This 91m-long tomb was built for Amenhotep II (sometimes also called Amenophis II), who succeeded his father, the great king Tuthmosis III. Amenophis died around 1400 BC after a 26-year reign, long enough to excavate this large and complicated tomb with its six-pillared inner hall leading to the burial chamber. The pharaoh's remains were found here along with many other royal mummies when the tomb was opened by French archaeologist Victor Loret in 1898.
One of the deepest structures in the valley, this tomb has more than 90 steps down to a modern gangway, built over a deep pit designed to protect the inner, lower chambers from both thieves (which it failed to do) and from flash floods.
Stars cover the entire ceiling in the huge burial chamber and the walls feature, as if on a giant painted scroll, text from the Book of Amduat. While most figures are of the same stick-like proportions as in the tomb of Tuthmosis III, this is the first royal tomb in the valley to present figures with more rounded proportions, as on the pillars in the burial chamber showing the pharaoh before Osiris, Hathor and Anubis. The burial chamber is also unique for its double level; the top level was filled with pillars, the bottom contained the sarcophagus.

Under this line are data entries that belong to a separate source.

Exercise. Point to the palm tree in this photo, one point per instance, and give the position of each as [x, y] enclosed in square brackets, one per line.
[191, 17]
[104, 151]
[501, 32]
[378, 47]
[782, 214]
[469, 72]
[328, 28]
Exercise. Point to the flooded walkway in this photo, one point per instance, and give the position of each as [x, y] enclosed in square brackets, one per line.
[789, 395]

Although thieves breached the tomb in antiquity, Amenhotep’s mummy was restored by the priests, put back in his sarcophagus with a garland of flowers around his neck, and buried in the two side rooms with 13 other royal mummies, including Tuthmosis IV (1400–1390 BC), Amenhotep III, Merenptah, Ramses IV, V and VI, and Seti II (1200–1194 BC), most of which are now at the Egyptian Museum.